The Man on the Rooftop
I know Nairobi traffic
snarl-ups can be nerve-wracking to sit in. The blaring car horns deafening. The
car fumes choking. Walking through
masses of people who seem to be in some unexplained hurry nauseating; whether
in the sweltering tropical heat or whenever clouds laden with rain threatening
to tear down. Looking up at the skyscrapers lining up the streets does not help
you either, it’s dizzying. The raising dust in the streets hitting hard into
your eyes. In between jostling for space with vehicular traffic on narrow roads
(risking a limb) with gaping manholes flowing with not so clean water, O Pedestrian,
you are looking for some escape. No sidewalk for you Pedestrian, no sidewalk.

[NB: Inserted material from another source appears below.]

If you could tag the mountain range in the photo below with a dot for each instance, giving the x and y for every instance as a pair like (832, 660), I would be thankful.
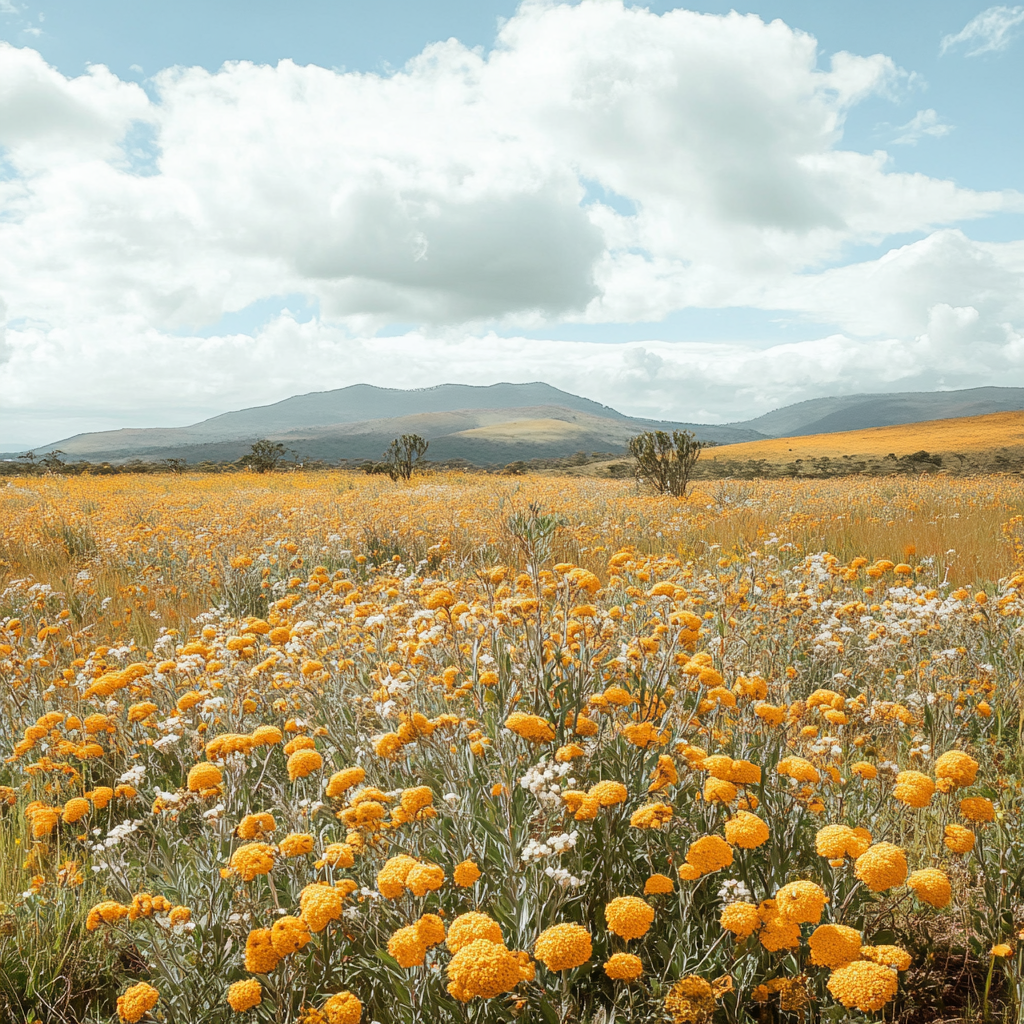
(497, 424)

Blame it on the poor city road planners and builders.
In all this madness,
filth and noise where do you retreat to? So sometimes you take refuge under
some tall buildings and wipe off the dust and sweat from your brow and to cool
off. Then walk up the reception past the security guards of a great office
block and crawl into the elevator, to the heavens, you say. Some 26 floors up. The
climate at the rooftop is all you crave for. The view from above is mesmerizing
and refreshing. So you take gulps and gulps of fresh air. Then Lo! The smog and
hue from below, from car fumes, garbage burning, the street dust and industrial
soot. What an eyesore!
Then you picture the
guy above who reigns high and created them all, God. As the urban smog cracks
your throat you can actually hear His voice talking down to man covered in
clouds of dark smoke and fumes.
“Stop! Stop it! Stop
cutting trees!”
He cajoles man.
“Plant more trees.
Recycle waste. Reuse. Reinvent,”
He beckons.
Man defiant as he can
be, cannot hear divinity in clouds and can’t stop sending more poisonous ones
up into the sky. The reason we have a sorry planet we call home. Man conserve
your home.
The man on the rooftop
of a skyscraper waves at the traffic below.